Gaiman says concern over changing the race of his characters is what sidelined plans to bring his novel Anansi Boys to the big screen.

That was something I found deeply problematic with the attempt by some people who had a lot of money and a lot of clout, and who wanted the rights to Anansi Boys, at one point. Somewhere in there, they made the fatal mistake of saying to me, “And, of course, the characters won’t be black in the movie because black people don’t like fantasy.” They were suddenly very surprised that we were no longer interested in selling them the book.

Gaiman also says that he’s surprised at how well the 10 year old novel holds up, historically, singling out travel agents and his depiction of airports as rare anachronisms. Asked what deities he would include in the tale were he writing it today, he muses on the gods of social networking.

“How sorry does one feel for the God of MySpace?” he says. “It happens fast.
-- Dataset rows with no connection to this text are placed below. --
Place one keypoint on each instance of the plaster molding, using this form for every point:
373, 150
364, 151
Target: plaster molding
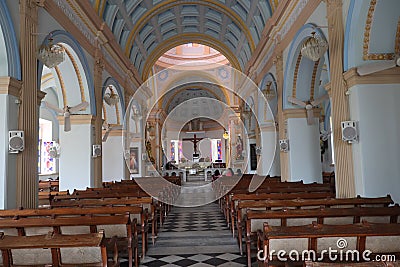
390, 76
78, 119
367, 37
10, 86
40, 96
91, 32
295, 15
119, 133
267, 128
73, 12
299, 113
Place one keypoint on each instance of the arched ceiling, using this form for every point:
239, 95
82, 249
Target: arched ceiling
144, 26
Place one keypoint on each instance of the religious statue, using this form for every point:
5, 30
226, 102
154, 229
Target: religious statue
239, 148
149, 153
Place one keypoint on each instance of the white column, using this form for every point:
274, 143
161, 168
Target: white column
9, 87
304, 151
268, 161
376, 156
113, 159
76, 162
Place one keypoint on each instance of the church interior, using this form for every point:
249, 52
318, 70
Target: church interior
199, 132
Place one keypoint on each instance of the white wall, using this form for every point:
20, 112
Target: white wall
8, 121
113, 159
139, 159
304, 151
76, 163
268, 162
377, 155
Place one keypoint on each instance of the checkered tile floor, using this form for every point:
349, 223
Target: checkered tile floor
194, 237
203, 260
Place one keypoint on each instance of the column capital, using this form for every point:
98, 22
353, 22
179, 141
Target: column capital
300, 113
40, 96
10, 86
78, 119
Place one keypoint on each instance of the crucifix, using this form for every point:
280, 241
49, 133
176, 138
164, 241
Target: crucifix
194, 140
Twitter is great and it’s glorious and it’s easy, but if somebody comes up with something kind of like Twitter tomorrow, that’s better or smarter or more useful, in three weeks time, Twitter could more or less be history because that’s how fast things go now.”
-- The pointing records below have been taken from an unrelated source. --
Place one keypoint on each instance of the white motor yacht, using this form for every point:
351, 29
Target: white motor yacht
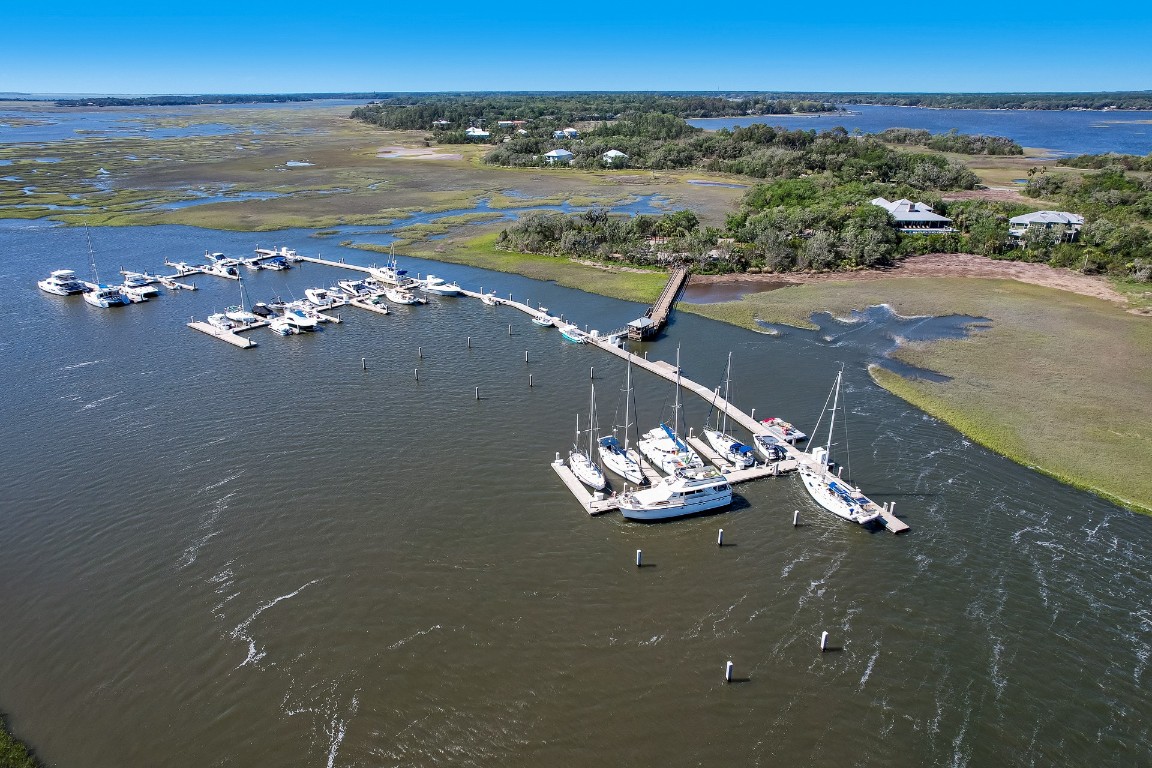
440, 287
687, 492
62, 282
On the subject of the multi-talented writer’s other projects, he says the greatest moments in his life were writing the Batman graphic novel Black Orchid and penning a recent episode of Dr. Who, both because he was a fan himself.

“There have been two times in my life where I know how God feels, and only two,” he says. “The first was in 1988, writing Black Orchid, … and then there was the first time I got to type the words, ‘Interior: TARDIS.’ There was the knowledge that I was creating something that was part of this mythology that I loved.”

Gaiman says he knew as soon as writer and producer Stephen Moffatt took over the series he would be writing an episode, and he asked the producer to preserve a TARDIS set that was scheduled to be dismantled purely so that he could include it in his episode. “People walking past, every day, would ask why it was still there,” says Gaiman, “and they would be lied to.”

As for one of the hardest gigs he’s had as a writer, Gaiman points to the challenge of getting his children’s books published in China, since most don’t pass the notoriously strict Chinese censors because they “question authority.” After his visit to China, Gaiman set himself the task of writing a children’s book that Chinese publishers couldn’t resist, settling on the tale of a baby panda who sneezes.

“There is no way that anyone can resist a baby panda who sneezes,” he says. “This is the single cutest book I’ve ever written. The only words on page one are, ‘When Chu sneezed, bad things happened.'”

The HBO adaptation of American Gods is expected to air “no sooner” than 2013. Hopefully we’ll have more Game of Thrones to tide us over until then.